Society vacillates through periods of stability and revolution. Smaller oscillations occur within this grander system: everything from science to fashion. Edmonton, it seems, stayed in a period of stability for decades in terms of food culture, but something shifted about three years ago. No one quite knows what instigated this revolution. Perhaps we achieved some sort of "critical mass" that set things in motion. Small, craft eateries are growing like flowers, new farmers' markets appear each spring, and a new fleet of food trucks roams the streets like merchant vessels in uncharted seas.
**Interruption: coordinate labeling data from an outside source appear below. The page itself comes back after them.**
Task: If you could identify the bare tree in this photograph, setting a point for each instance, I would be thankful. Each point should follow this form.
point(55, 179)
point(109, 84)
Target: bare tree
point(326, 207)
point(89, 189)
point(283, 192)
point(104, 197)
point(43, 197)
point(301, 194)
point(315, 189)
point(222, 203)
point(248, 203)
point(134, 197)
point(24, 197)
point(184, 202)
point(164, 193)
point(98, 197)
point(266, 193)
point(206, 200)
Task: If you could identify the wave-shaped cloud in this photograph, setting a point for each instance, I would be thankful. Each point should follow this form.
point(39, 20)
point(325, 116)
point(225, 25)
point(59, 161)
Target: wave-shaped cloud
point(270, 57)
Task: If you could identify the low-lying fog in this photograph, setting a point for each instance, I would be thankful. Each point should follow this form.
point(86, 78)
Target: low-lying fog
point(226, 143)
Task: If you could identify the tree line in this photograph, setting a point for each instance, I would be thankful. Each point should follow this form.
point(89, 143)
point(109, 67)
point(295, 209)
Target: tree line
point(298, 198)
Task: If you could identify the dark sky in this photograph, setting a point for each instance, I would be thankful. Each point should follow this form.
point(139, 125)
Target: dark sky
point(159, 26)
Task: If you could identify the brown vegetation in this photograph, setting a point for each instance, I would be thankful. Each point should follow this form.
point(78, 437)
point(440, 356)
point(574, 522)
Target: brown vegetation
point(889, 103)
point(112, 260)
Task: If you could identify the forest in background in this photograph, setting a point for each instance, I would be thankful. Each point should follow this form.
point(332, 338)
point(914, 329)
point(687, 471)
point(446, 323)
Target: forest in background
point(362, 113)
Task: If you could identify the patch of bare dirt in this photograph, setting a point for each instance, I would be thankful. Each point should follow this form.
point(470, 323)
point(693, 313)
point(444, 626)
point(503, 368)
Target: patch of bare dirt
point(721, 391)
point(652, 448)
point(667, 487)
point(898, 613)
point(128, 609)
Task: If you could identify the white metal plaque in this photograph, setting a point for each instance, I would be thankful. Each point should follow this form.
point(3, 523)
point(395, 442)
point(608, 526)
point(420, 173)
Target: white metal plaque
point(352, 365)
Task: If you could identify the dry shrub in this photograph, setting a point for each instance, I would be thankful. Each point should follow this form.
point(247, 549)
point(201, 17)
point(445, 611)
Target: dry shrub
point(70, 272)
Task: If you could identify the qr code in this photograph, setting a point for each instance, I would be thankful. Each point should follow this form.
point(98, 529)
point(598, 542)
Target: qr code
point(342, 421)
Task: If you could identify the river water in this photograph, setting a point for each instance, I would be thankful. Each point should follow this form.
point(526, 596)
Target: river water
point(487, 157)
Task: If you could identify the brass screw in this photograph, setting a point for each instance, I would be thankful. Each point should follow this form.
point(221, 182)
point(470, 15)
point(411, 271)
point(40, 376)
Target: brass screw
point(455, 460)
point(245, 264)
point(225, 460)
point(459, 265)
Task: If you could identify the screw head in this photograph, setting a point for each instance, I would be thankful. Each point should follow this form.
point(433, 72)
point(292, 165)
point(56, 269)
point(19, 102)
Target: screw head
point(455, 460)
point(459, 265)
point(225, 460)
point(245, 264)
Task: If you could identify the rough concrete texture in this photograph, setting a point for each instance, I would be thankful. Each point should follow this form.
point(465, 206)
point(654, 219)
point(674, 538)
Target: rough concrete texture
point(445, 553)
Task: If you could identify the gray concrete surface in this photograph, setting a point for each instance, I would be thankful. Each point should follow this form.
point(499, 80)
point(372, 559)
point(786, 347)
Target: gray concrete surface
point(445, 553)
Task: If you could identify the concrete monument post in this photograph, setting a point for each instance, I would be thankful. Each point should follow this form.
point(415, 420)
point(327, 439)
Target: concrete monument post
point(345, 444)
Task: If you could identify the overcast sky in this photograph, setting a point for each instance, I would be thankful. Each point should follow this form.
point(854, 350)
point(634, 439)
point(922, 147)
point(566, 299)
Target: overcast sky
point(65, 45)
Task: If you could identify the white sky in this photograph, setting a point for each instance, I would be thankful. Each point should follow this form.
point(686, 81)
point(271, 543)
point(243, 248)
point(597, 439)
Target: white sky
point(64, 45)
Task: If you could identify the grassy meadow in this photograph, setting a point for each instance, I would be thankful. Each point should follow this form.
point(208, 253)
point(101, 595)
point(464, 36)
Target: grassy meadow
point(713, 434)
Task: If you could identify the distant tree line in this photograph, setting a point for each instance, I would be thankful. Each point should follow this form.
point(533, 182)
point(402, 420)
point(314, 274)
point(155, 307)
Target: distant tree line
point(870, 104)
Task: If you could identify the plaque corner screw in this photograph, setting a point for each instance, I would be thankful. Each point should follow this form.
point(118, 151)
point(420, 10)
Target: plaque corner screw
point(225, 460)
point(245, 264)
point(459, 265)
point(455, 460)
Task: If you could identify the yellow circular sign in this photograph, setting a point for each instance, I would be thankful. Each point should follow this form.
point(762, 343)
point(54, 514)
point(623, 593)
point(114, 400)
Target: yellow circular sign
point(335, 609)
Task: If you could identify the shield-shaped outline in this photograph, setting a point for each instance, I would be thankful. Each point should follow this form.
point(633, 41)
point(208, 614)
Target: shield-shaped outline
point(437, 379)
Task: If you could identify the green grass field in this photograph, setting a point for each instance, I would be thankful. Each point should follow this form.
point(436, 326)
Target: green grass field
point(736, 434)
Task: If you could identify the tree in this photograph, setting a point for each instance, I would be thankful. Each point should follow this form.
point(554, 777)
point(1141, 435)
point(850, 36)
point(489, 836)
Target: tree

Bully Food Truck joined the Capital City's growing ranks of vehicular vittles last season, and is easily the most blinged-out truck in the city. Their brand is cheeky; think "give me your lunch money" paired with screaming orange and bold letters. Bully's food, paradoxically, is anything but brash.

Rather, Bully's culinary identity centers on comfort food. On this particular lunch hour, rain relentlessly pounds the pavement and cruel winds up-end the most stubborn of umbrellas. Butter Chicken Pops are an intuitive antidote to inclement weather. Bully's interpretation features tender drumsticks on a bed of nutty basmati, accompanied by purple cabbage slaw. The sauce (mercifully) leans toward the tomato-ish end, rather than the creamy end, of the butter chicken spectrum. It is sumptuous and not too spicy, though a sprinkle of cilantro would do well to replace the tumble of green onions on top.

Mac and Cheese is a portal to childhood school lunches. Far too many versions of macaroni and cheese in this city are inexplicably stingy with cheese. The resultant naked noodles are anything but appetizing. Bully's version veritably swims with cheese. Shavings of cheddar and toasty bread crumbs are a crown worn with pride. Really, if one is going to make mac and cheese, it shouldn't be a game of "find the cheese." Thank you, Bully. This is how it should be made.

The food truck micro-revolution is well underway, and Bully easily owns the "comfort food" niche. One might ponder, though, the connectivity between comfort food and the truck's name which, for the uninitiated, implies all things sharp and spicy. The "Snuggle Wagon" just doesn't have the same impact. Really, during this phase of culinary revolution, any truck or restaurant must own its food. Bully owns mac and cheese.